1. collector module (3) with a channel-shaped reflector surface

(D, which consists in cross section of circular arc (100), parabola (101), elliptical or hyperbolic arc whose vertices (S) each lie on a common baseline (11), which reflector surface is formed by uniaxial tracking in different Angles bundle incident beam of the sun on a coaxially or concentrically to a focal line (f) arranged receiver element (2), and which reflector surface has a biaxial curvature and each of a group of arcs (10) similar arch with alternating blocking (2p) is formed their focal points (F) lie on a common focal line (f), wherein the distance of the baseline (11) to the focal line (f) in a collector module (3) changes.

Second collector module (3) according to claim 1, wherein the base line (11) as a distance (110), as a bow (111) or as a shaft (12) is formed and a plurality of successively arranged in series collector modules a closed channel (13). form.

3. collector module (3) according to claim 1 or 2, wherein a plurality of collector modules (3) can be added without gaps to a surface (12).

4. collector module (3) according to any one of the preceding claims, in which a vertical arrangement of the focal line (f) is provided and a plurality of collector modules (3) are arranged vertically one above the other and form a tower (14).

5. collector module (3) according to any one of the preceding claims, wherein for the uniaxial tracking to the sun either a horizontal pivot axis (x), which follows the elevation angle of the sun, or a vertical axis of rotation (y), which follows the azimuth angle of the sun, is provided.

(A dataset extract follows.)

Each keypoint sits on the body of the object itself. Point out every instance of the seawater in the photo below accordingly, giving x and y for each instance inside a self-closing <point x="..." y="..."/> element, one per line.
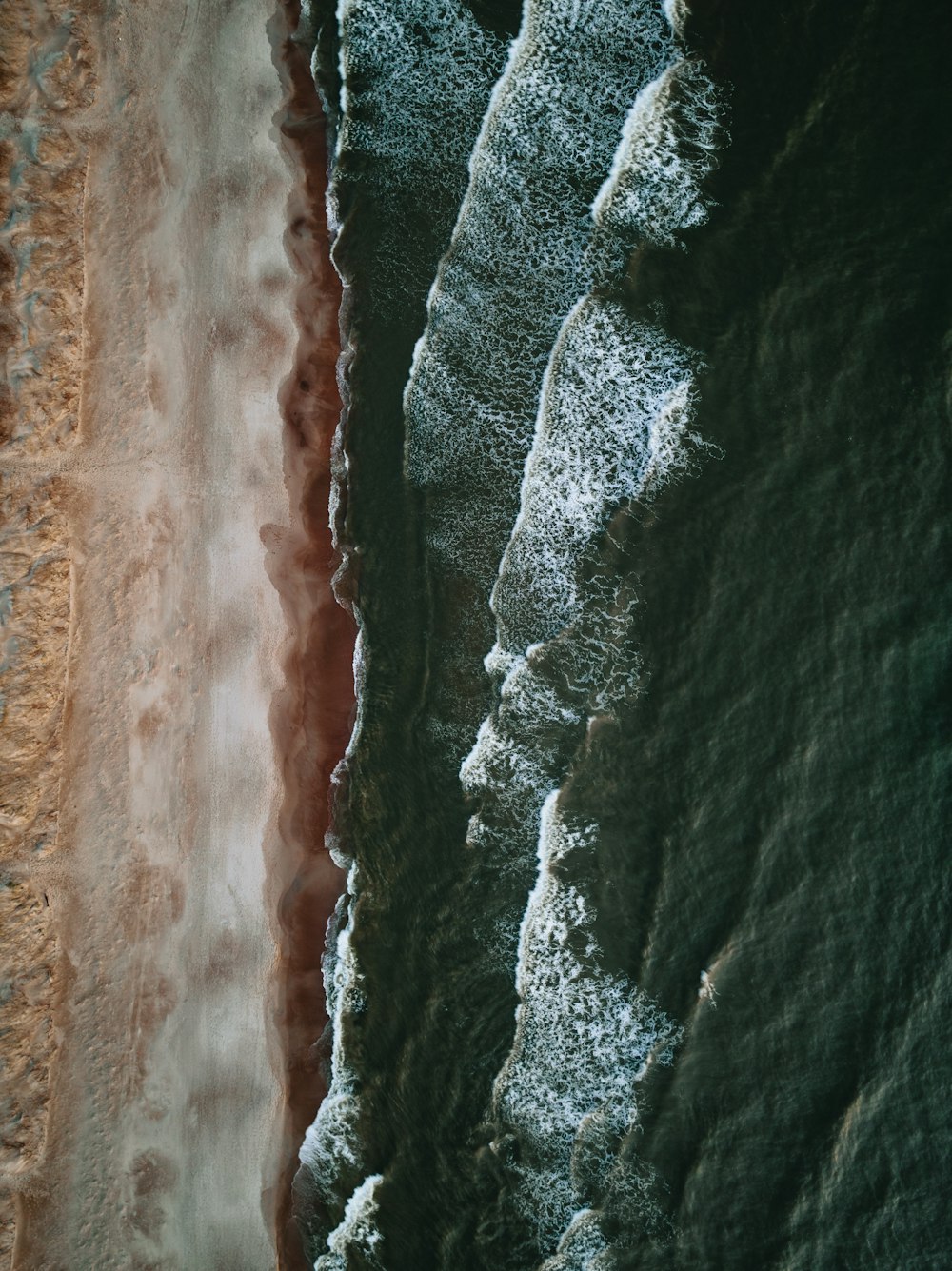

6. collector module (3) according to any one of the preceding claims, wherein the baseline (11) of a collector module (3) has two extreme positions (M) and with respect to a horizontally or vertically arranged focal line (f) has a slope.

7. collector module (3) according to any one of the preceding claims, wherein as support system (32) for a reflector surface (1) a rigid shell (320), a tensile membrane (321), a cable net (324), a prestressed, concavely curved Tube (322) made of foil or a pneumatically prestressed, convexly curved tube is provided.

8. collector module (3) according to any one of the preceding claims, which has a support system (32) in which a zugbeanspruchtes cable net (324) or a zugbeanspruchte membrane construction (321) and a pressure-loaded construction cooperate as a clamping frame.

9. collector module (3) according to any one of the preceding claims, wherein the aperture (a) has a constant or alternating cross-section and through a transparent cover

(15) is protected.

10. collector module (3) according to any one of the preceding claims, wherein the reflector surface (L) is adapted to focus the beam of the sun by a single reflection on the reflector surface (1) on the receiver element (2).

11. Collector module (3) according to one of the preceding claims, wherein the receiver element (2) has a parabolic trough-shaped, with the reflector surface (1) cooperating secondary mirror (213) is associated, which is adapted to the reflector surface (1). focus focused light on the receiver element (2).

12. collector module (3) according to one of the preceding claims, wherein the reflector surface (1) in the region of the baseline

(11) has flow openings for limiting the wind load.

13. collector module (3) according to any one of the preceding claims, wherein the receiver element (2) comprises an absorber tube (20) carrying a selective coating (200) and is adapted to be traversed by a heat transfer fluid (201), and which is surrounded by a transparent envelope tube (202) being provided between the absorber tube (20) and the cladding tube (202) is a vacuum.

14. Collector module (3) according to one of the preceding claims, wherein the receiver element (2) photovoltaic cells (21), which are designed as single, tandem, triple, or quinto solar cells and with a support tube (210) indirectly are connected via a heat conducting surface (212) directly or indirectly connected, which support tube (210) is adapted to a passage of a cooling liquid (211) to enable.

15. Collector module (3) according to one of the preceding claims, which is designed as a photovoltaic collector module (31) with a support tube (210), wherein a lateral surface of the support tube (210) carries PV cells (21) and as part of the support system (32 ) of a collector module (3) simultaneously forms the tower of a wind turbine.